In fallout, the people and their stories seem much more centered on the storyline. While the player is given a lot of choice in who to speak and what to do in the quests, the actions that the player can take in deciding any one quest and what he finds exploring each town is much more driven by the narrative. Even subquests inside a town are frequently tied to the narrative of the town, like shady sands, where most quests show how the small community has trouble surviving.
This really seems to kind of parallel your ideas on how sandboxing and story-driven are different, and it explains it well. It makes me understand why certain games are "sandbox" and others aren't. I can see why BG2, despite a huge focus on exploration, isn't a sandbox, because most of the locales are deeply intertwined with a narrative. Like the Windspear Hills is all about the Firkraag quest, the Temple Ruins all about the Shade quest, and so on. His Fallout examples make a lot of sense here too. All the quests in the Boneyard revolve around the gangs and not really on just checking in on individuals in a world.
But Baldur's Gate 1 seems to go starkly against this. Side quests aren't tied to area narratives, they're just kind of there. It's the player interacting with people and things that just so happen to be there. I go into a building in the city for shits and giggles, and I could stumble upon hostile magical constructs that seem very out of place. If I choose to fight this hard battle, and explore enough, I find a mage who demands to know what I'm doing here. I can potentially get a job, some information, or kill the mage. Or maybe I go thieving, break into a house, and find other thieves there; thieves who aren't happy to see me. Plenty of stuff like this that is completely unrelated to anything story-wise and begs to be explored is strewn throughout Baldur's Gate 1. Whether or not it's good is a matter for another 10-page megathread, but is this not the definition of good sandboxing? Stuff to explore, lots of it, and a focus on it?

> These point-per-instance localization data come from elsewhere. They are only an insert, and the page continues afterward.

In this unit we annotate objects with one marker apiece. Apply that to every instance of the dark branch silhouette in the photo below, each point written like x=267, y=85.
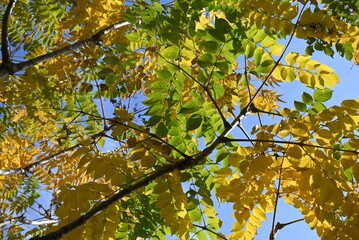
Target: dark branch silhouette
x=5, y=34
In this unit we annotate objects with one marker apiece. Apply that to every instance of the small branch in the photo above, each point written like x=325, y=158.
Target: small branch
x=183, y=164
x=210, y=230
x=273, y=232
x=279, y=225
x=13, y=68
x=23, y=220
x=301, y=144
x=205, y=88
x=30, y=168
x=245, y=109
x=5, y=34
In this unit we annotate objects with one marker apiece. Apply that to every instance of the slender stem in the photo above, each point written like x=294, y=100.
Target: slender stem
x=43, y=58
x=210, y=230
x=245, y=109
x=273, y=232
x=225, y=139
x=5, y=33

It's this intangibility of what exactly sandbox is that seems to make me a little wary of comparing Fallout 3 to only "sandbox" games because it might not tell very much and it could mean a lot of different things to different people. What is not sandbox to you, could be sandbox to others. Or perhaps sandbox is not a genre or sub-genre, with demands of it's own, but a design element, like "choices and consequences". Maybe sandbox elements are in just about every RPG, but some choose to be heavier on them than others just like some choose to go heavier on choices and consequences. Seems kind o reasonable to me, and a decent enough reason to maybe consider not partitioning a few games off as their own genre without a real solid basis.